Postbank AG Turns to Electronic Signatures to Combat Phishing

“Phishing,” also called “carding” or “spoofing,” is a high-tech scam that uses e-mail spam to trick consumers into giving out personal information such as credit card numbers, bank account information, or Social Security numbers.

Phishers typically send deceptive emails that pose as online shopping sites, credit card companies, charities, and even banks, in efforts to trick people into giving out personal information.

“Phishers” will commonly copy a Web page from a popular site, such as an Internet service provider or a financial services company, and set up a replica page that appears to be a part of the company’s actual site.  Then they will send an email to unsuspecting consumers containing a link to the replica page and ask them for personal information.

Once the consumer enters the data and submits the form, the scammer has all of their information and the user has no idea that a scam even occurred until it is too late. It is estimated that between 1% and 20% of these scams actually succeed.

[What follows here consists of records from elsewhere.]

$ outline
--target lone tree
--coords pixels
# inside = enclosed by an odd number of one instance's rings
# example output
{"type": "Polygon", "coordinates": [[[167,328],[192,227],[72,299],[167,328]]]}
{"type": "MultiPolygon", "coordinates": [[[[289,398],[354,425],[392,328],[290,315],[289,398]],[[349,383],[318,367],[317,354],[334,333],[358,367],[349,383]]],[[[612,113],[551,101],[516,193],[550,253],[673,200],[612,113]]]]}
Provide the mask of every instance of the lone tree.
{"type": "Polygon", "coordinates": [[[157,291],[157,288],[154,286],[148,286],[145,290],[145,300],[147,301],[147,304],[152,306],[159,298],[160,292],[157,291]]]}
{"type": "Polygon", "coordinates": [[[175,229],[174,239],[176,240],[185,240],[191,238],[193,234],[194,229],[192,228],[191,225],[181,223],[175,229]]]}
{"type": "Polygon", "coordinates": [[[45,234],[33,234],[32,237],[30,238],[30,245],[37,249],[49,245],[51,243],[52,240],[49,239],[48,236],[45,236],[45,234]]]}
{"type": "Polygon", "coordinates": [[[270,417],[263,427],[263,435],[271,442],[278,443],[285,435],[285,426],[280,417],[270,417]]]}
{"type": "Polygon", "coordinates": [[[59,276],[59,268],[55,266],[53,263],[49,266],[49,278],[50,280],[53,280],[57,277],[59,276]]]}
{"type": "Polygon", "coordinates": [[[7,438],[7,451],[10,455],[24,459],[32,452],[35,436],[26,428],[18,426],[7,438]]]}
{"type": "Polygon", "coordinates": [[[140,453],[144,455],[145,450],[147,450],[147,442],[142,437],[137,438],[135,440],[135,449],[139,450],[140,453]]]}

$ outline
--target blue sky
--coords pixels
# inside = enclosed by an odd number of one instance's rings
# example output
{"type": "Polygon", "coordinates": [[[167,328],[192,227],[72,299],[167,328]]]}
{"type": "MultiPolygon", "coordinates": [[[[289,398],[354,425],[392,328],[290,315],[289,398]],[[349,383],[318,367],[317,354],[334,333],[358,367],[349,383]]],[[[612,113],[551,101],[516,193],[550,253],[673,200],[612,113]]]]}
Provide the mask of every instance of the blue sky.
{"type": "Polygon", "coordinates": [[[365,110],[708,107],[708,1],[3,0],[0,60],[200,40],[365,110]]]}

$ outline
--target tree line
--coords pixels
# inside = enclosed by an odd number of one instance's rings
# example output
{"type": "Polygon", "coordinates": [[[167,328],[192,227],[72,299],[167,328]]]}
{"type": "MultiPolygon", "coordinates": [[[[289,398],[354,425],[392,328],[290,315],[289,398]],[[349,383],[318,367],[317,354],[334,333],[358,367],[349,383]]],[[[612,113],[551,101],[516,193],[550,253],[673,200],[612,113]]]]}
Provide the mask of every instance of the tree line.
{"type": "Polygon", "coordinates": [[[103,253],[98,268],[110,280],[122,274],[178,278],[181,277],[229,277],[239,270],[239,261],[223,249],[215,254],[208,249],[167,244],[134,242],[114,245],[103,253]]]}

One bank that has already been the target of a number of phishing attacks, is attempting to combat the problem by utilizing electronic signatures in all of its online correspondence with customers.

Postbank AG, Germany’s giant retail bank, already has S/MIME (Secure Multipurpose Internet Mail Extensions) integrated into numerous e-mail applications, including Microsoft Corp.’s Outlook.

According to (3/30/06): “The electronic signature, which the bank attaches to its e-mail, is issued by TC Trust GmbH, the German subsidiary of GeoTrust Inc.

“Only Postbank customers using e-mail applications with both S/MIME authentication and TC Trust certification will receive a certification symbol, confirming that the text message is from the bank.”

Under the certification system, customers can verify the authenticity of an e-mail by clicking on a certification symbol that, when opened, will provide details about the electronic signature. If there are any inconsistencies during the signature authentication process, a warning symbol is programmed to appear.

At present, the system is not compatible with a number of email programs; however, Postbank intends to address that limitation in the near future.

Phishing attacks are increasing steadily each month.  If you receive an email that asks you to click on a link and enter you’re billing information in order to prevent your account from being closed or to “update” your information, do not reply or click on the link.

Contact the company mentioned in the email by using a phone number or web address that you know to be legitimate. Companies doing business over the internet will never ask for personal information without properly identifying themselves. Emails that are generic and which are not addressed to you by name are likely to be bogus and should never be opened.